先輩たちの卒業制作発表展、林雅子賞公開選定会を聴講してきました。
今回林雅子賞に選ばれたのは徳江さんの「レクイエム」で、建築と時間をテーマに墓地をつくったものでした。
釘のように墓標を地面に刺していき、時間とともに密度を増す墓標は100年後には森のように神聖な祈りの空間になる。
時間という一定に流れていき物事を変化させる否応ない力、見えない概念をうまく建築という形に造形していた作品だと思う。
概視の時間の建築化という題材の作品は、他にフンデルトワッサーの建築表面を皮膚と捕えた「老いる皮膚」、2005年(?)に卒業設計日本一決定戦で第四位に輝いた戸井田さんの時間と記憶の詰まった地面に穴を掘る作品、を知っている。
宇宙エレベーターを研究するセルカン氏は、時間を四次元目だとも考えている。
その考え方が正しいとするのならば、既存の建築物は三次元のXYZ軸のみを意識するあまり四次元目を軽視していたことになる。
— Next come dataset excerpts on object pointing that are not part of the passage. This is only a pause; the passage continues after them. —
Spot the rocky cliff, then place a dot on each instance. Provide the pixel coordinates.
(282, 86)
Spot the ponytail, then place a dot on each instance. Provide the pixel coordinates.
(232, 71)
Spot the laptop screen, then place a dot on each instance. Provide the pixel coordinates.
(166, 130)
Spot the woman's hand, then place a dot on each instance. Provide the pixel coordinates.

建築において時間を考えることは、三次元の立方体と同等になくてはならないのだと思う。
そしてそのよく分からない「時間」という概念などをわたしたち三次元の世界に具現化する、そんな能力が建築にはあるのだと「レクイエム」は確信させてくれた。

時間とは何だろうか。
不動産である建築が唯一変動するもの、それが時間。あ、建築のなかの人間も動くか。
今日のプレゼンでも「建築は、人が入って初めて機能する、建築がある」といった話があった。
わたしたちすべてに対して第一人称である「人間」は、建築に対しても一人称であるしかないのだろうか。「動」物がいない建築とは一体何と呼べば良いのだろうか。
不動産における動とは絶対に一人称であるのだろうか。
動を取り除いて純粋に建築を不動産として見ることは可能なのだろうか。そうした時に建築とは一体何であるのだろうか。